Insolvenzverfahrenseröffnung begründet allein kein Abrechnungsverhältnis für Mängelrechte ohne Werkabnahme
BGH 9.11.2017, VII ZR 116/15Der Kläger ist Verwalter in dem Insolvenzverfahren über das Vermögen der r.e.GmbH (Schuldnerin). Die Schuldnerin ist ein Maschinenbauer. Die Beklagte ist ein Logistikdienstleister. Sie bestellte bei der Schuldnerin eine Anlage zur Bearbeitung von Getränkeleergut, Kistenbefüllung und Herstellung von Fertigpaletten zum Versand an Kunden.
Die Schuldnerin begehrte mit ihrer Klage die Bezahlung der dritten Abschlagsrechnung über 1.134.403,20 €. Die Beklagte hielt die Forderung für nicht fällig und war der Auffassung, dass ihr ein Vorschussanspruch für Nacherfüllungs- und Mängelbeseitigungskosten zustehe. Sie erklärte mit diesem Anspruch die Aufrechnung. Darüber hinaus begehrte sie mit der Widerklage einen Kostenvorschuss über 2 Mio. € und die Feststellung, dass die Schuldnerin zur Erstattung der Nacherfüllungs- und Mängelbeseitigungskosten verpflichtet sei. Zudem begehrte die Beklagte die Zahlung einer Vertragsstrafe sowie die Feststellung, dass die Schuldnerin zum Schadensersatz verpflichtet sei, der daraus entstehe, dass die Lieferung, Montage und Inbetriebnahme der bestellten Anlage nicht abnahmefähig fertiggestellt worden sei.
Das LG gab der Klage statt. Auf die Widerklage verurteilte das LG die Schuldnerin zur Zahlung der Vertragsstrafe und stellte fest, dass sie verpflichtet ist, der Beklagten Schadenersatz aufgrund der fehlenden Abnahmefähigkeit des Werks zu zahlen. Im Übrigen wies das LG die Klage ab. Auf die Berufung der Schuldnerin verurteilte das OLG, die Beklagte zu weitergehenden Zinszahlungen und wies die Widerklage ab. Die Berufung der Beklagten blieb ohne Erfolg. Nach der letzten mündlichen Verhandlung vor dem OLG wurde aufgrund des Antrags der Schuldnerin das Insolvenzverfahren über ihr Vermögen eröffnet. Die Revision der Beklagten, die nur in Bezug auf den von der Beklagten geltend gemachten Kostenvorschussanspruch zugelassen wurde, hatte keinen Erfolg.
Die Gründe:
Die Entscheidung des OLG hält rechtlicher Nachprüfung stand. Nach der Verkündung des Berufungsurteils und der Einlegung der Revision durch die Beklagte, hat der BGH entschieden, dass der Besteller die Mängelrechte aus § 634 BGB grundsätzlich erst nach Abnahme des Werks mit Erfolg geltend machen kann (BGH 19.1.2017, VII ZR 193/15 u. VII ZR 301/13).

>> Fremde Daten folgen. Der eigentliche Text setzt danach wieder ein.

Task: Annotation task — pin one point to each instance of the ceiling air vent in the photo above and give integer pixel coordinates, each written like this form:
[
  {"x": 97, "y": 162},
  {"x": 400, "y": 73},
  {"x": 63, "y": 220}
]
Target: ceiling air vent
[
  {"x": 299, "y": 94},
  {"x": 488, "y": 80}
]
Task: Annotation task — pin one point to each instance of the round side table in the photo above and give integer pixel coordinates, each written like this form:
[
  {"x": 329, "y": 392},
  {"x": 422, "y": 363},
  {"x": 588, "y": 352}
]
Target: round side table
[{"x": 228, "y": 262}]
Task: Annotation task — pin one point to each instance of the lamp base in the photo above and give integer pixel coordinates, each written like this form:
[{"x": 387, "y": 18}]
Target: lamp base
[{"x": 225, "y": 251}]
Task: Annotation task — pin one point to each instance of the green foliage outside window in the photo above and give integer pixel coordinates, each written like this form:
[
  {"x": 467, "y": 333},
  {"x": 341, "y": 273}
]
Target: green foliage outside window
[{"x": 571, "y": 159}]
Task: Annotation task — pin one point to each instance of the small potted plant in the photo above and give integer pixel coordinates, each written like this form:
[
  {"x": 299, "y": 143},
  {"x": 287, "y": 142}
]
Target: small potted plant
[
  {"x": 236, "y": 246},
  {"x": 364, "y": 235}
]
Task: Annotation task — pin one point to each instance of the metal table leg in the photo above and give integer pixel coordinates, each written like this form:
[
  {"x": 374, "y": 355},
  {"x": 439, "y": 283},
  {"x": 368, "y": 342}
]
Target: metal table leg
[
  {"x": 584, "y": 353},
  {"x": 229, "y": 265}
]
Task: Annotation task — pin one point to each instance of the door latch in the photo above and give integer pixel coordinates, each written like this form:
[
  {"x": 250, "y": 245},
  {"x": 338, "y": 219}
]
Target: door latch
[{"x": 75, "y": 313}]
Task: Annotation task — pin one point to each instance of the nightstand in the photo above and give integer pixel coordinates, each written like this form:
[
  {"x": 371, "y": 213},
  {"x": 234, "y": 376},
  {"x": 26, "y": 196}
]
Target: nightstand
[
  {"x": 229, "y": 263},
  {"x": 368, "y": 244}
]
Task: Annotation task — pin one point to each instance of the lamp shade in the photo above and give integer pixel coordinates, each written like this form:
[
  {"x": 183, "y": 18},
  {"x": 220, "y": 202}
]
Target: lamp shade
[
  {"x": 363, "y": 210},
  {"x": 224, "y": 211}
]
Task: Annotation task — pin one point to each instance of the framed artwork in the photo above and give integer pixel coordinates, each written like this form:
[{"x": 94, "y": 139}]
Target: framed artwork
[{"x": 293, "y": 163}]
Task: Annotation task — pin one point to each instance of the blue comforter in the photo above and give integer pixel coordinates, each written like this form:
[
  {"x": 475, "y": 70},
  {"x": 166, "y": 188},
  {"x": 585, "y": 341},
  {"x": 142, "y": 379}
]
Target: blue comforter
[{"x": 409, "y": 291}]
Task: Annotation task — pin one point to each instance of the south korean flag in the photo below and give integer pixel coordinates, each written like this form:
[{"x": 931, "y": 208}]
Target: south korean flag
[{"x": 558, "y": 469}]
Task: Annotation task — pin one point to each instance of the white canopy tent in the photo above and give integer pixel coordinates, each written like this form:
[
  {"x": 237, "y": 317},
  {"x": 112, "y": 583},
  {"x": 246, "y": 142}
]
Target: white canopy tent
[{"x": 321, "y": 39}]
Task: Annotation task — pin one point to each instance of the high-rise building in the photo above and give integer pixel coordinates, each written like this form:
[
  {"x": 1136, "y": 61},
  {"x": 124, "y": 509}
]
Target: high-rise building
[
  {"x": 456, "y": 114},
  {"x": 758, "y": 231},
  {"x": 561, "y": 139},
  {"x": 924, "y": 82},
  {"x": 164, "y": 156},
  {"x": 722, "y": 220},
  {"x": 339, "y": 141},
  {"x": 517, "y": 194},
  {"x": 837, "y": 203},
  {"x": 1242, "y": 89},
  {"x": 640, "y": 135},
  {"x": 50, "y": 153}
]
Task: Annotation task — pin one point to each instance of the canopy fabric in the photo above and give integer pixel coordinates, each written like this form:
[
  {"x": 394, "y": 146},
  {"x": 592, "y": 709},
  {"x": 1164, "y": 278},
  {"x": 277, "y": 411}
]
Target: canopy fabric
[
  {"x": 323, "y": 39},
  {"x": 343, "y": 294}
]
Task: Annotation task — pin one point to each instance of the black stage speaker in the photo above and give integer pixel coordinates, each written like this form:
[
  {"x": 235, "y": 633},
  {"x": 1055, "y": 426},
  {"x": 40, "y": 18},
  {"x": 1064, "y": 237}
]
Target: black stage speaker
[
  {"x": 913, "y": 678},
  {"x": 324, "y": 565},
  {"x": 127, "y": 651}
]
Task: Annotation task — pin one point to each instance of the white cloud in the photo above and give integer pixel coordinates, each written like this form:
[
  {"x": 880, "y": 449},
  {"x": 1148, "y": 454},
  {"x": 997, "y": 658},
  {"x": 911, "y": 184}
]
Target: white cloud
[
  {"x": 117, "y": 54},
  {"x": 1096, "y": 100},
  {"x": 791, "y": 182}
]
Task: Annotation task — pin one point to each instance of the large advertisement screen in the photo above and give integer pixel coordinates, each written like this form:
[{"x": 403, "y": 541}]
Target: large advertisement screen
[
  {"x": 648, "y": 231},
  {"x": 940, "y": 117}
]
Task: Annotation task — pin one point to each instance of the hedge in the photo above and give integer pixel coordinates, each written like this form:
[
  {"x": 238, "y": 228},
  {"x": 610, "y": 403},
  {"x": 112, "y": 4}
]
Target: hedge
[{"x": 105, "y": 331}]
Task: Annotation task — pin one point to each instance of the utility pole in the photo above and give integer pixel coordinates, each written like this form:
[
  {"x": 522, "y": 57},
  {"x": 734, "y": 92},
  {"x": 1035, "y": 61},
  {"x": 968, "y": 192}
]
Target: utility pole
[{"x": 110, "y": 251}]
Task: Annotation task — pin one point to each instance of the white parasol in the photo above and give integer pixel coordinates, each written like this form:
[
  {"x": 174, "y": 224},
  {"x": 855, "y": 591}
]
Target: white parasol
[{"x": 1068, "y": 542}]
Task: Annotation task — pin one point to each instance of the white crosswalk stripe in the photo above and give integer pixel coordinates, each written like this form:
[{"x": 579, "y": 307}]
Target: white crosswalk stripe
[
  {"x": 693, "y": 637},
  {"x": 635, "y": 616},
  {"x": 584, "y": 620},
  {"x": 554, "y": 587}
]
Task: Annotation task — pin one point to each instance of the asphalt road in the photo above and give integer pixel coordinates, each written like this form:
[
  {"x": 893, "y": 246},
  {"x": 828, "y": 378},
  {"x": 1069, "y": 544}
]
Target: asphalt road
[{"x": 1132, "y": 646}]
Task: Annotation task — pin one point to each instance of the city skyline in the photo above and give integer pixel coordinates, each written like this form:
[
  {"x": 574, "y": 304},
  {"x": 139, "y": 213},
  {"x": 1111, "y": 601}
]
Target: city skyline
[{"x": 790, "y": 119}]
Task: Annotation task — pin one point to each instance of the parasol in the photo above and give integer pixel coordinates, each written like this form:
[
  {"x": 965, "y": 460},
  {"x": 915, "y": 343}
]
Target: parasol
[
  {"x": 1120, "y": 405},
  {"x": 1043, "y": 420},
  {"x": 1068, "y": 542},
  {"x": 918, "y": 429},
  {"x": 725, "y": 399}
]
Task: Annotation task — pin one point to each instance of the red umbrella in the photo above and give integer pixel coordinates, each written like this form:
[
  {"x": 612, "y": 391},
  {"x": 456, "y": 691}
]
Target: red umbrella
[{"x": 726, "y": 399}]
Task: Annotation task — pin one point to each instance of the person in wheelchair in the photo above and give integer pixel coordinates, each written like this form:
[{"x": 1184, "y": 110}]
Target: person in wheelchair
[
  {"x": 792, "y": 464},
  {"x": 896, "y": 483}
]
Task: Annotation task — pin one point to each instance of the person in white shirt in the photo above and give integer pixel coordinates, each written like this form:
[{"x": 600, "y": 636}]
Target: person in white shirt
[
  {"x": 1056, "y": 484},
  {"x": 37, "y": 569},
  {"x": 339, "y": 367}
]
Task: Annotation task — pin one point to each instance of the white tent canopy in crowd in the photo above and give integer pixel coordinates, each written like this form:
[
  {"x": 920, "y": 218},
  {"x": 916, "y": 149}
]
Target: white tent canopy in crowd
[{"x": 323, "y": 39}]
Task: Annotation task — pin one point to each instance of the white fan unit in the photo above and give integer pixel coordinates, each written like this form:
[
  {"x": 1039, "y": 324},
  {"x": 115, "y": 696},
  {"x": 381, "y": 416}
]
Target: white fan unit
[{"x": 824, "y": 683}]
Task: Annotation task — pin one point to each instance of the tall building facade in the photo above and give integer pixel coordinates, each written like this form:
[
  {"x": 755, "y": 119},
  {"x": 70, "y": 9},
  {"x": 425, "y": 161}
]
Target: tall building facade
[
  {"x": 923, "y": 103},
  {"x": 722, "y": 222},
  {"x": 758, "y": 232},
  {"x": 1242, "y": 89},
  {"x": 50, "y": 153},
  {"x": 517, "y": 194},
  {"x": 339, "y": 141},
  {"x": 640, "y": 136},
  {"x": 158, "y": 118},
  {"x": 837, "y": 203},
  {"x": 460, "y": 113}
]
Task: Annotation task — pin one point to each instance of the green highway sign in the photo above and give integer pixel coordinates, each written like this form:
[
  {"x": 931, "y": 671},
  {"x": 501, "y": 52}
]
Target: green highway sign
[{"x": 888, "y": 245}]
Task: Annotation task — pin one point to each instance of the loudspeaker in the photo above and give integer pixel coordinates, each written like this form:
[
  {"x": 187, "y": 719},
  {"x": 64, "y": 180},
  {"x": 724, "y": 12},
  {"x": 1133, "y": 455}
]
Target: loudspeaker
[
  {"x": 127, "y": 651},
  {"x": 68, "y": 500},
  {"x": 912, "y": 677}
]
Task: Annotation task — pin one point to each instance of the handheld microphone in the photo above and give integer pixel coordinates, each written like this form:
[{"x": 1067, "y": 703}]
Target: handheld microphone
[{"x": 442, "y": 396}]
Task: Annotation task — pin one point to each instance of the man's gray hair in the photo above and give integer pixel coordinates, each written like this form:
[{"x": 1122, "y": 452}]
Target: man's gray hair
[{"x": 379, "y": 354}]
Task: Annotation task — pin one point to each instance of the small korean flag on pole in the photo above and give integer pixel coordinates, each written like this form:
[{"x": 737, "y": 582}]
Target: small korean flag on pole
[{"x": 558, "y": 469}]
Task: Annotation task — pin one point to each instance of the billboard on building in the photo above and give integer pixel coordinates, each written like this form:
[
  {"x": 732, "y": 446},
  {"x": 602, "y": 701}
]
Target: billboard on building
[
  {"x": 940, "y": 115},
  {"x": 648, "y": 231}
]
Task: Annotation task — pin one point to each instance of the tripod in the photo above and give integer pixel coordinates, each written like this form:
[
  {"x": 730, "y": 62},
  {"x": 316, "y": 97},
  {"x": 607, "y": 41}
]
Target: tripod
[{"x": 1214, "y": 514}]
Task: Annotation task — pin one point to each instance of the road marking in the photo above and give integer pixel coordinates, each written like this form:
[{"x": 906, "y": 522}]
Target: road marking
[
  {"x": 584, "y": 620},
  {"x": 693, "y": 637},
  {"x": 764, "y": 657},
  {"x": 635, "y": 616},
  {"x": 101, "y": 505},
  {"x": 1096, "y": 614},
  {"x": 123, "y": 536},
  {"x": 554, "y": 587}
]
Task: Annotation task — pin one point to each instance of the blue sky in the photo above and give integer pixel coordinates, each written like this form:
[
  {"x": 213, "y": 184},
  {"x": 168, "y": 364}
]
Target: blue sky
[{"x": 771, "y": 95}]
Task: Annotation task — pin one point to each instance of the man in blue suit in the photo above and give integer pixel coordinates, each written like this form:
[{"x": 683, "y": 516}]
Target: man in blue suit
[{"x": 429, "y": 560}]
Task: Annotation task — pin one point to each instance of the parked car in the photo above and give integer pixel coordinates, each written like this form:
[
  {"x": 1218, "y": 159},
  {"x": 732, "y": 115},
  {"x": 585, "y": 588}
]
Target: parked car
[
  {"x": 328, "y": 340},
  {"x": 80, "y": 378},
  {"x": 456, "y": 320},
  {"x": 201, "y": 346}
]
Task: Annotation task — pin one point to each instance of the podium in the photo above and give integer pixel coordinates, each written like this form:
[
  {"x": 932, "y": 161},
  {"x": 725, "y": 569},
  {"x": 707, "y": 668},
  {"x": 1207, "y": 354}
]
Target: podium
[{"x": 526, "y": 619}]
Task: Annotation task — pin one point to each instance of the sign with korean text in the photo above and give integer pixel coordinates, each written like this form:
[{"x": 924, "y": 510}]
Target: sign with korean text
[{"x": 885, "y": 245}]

Zudem hat der BGH entschieden, dass der Besteller berechtigt sein kann, Mängelrechte nach § 634 Nr. 2 bis 4 ohne Abnahme geltend zu machen, wenn er nicht mehr die (Nach-)Erfüllung des Vertrags verlangen kann und das Vertragsverhältnis in ein Abrechnungsverhältnis übergegangen ist. Das Verlangen eines Vorschusses für die Mängelbeseitigung im Wege der Selbstvornahme reicht allein dafür jedoch nicht aus. In diesem Fall entsteht ein Abrechnungsverhältnis ausnahmsweise nur dann, wenn der Besteller ausdrücklich oder konkludent erklärt, dass er unter keinen Umständen mehr mit dem Unternehmer, der ihm das Werk als fertiggestellt zur Abnahme angeboten hat, zusammenarbeiten will. Er also ernsthaft und endgültig eine (Nach-)Erfüllung durch ihn verweigert, selbst für den Fall, dass die Selbstvornahme nicht zu einer Mängelbeseitigung führt.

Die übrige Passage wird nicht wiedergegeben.